I started off with that book, then ended up hunting down a video of the film, problem there was I got an illegal copy! Illegal only as they had withdrawn the video when they had to have it reclassified, and the cost was not economic.
Then on to "The Riddle of Erskine Childers", again really good stuff. Probably relevant no one sure if he was spying for the Brits (while working at the centre of government) or the Irish.
Seems very topical given the recent press on Arthur Ransome.
Who alleged that AR was a Russian spy and why? OK, I know that he was a correspondent in Russia, and wife was Trotsky's secretary, but... In fact, having a wife associated with Trotsky, the arch "enemy of the people", would, I would have thought, made it even less likely he was a spy, but I'm curious where the idea comes from.
As for Erskine, I'm afraid I haven't read his (detailed) biography, but being shot by as an alleged traitor, while not conclusive, is not really a normal thing to happen to the average man on the street, is it?
He was an honourable heroic freedom fighter! He did gun run arms to the IRA on board his yacht the Asgard, but he was actually executed by an Irish Free State Firing Squad after mounting a rather fierce anti-treaty campaign for Dev's lot, and then making the mistake of being caught with a pistol in his possession.
A tragic loss. Just one of many in the Irish Civil War.
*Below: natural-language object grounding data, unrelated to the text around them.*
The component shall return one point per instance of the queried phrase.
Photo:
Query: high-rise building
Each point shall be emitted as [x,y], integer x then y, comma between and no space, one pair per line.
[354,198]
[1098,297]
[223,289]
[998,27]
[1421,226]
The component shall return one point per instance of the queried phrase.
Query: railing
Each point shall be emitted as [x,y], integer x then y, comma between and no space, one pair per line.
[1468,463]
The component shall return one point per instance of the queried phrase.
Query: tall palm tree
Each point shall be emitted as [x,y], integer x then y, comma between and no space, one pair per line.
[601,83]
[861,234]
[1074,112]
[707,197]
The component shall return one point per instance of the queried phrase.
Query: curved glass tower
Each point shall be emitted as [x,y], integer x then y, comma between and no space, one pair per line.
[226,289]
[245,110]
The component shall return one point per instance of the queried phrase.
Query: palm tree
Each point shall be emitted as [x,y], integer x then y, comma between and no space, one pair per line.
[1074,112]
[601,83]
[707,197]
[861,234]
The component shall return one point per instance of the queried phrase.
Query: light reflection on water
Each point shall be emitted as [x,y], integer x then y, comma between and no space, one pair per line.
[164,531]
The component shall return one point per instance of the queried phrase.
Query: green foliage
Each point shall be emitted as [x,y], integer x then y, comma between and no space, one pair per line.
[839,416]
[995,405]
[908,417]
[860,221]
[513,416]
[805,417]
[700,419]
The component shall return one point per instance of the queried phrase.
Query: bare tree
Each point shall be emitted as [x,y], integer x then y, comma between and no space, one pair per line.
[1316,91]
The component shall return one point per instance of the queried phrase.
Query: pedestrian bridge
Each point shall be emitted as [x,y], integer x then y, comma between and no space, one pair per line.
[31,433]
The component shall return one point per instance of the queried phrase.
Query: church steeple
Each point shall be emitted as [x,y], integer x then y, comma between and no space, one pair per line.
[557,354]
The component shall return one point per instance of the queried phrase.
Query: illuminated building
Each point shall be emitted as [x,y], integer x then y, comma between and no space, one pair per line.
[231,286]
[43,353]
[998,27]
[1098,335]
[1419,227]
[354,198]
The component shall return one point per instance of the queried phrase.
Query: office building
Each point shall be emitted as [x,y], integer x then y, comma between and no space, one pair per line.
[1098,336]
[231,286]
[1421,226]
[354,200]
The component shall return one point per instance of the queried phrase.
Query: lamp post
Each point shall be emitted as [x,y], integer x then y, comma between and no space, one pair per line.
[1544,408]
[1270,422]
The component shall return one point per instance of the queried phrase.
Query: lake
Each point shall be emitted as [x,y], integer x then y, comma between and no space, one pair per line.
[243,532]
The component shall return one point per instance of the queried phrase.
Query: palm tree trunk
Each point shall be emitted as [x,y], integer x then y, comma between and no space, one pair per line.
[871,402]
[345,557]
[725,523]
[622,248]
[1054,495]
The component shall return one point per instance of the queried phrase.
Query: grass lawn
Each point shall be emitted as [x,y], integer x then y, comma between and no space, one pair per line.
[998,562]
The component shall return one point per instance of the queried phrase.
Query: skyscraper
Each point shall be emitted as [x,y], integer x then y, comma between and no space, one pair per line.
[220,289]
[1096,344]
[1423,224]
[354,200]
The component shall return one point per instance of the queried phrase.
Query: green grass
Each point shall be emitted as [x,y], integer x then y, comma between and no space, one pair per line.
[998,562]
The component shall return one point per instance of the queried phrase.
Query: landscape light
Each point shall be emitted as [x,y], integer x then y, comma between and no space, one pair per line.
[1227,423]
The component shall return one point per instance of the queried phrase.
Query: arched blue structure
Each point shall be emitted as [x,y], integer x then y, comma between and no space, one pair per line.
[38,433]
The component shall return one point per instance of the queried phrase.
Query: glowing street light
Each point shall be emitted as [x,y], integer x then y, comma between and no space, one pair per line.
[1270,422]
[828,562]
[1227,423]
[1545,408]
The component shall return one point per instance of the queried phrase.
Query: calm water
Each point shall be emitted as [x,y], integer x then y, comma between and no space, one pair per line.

Oh, don't get excited about those old charts, as the Friesian Islands are quite better covered here http://j.neostrada.pl/mapy/ . I thought it was the Baltic you were looking for... /forums/images/graemlins/tongue.gif
According to the forward(by Geoffrey Household) "He was described by Winston Churchill as showing deadly and malignant hatred for England", yet the night before he was shot he wrote to his wife saying, "I die loving England". Apparently he shook hands with each member of the firing squad and said, "Take a step or two closer lads, it'll be easier that way".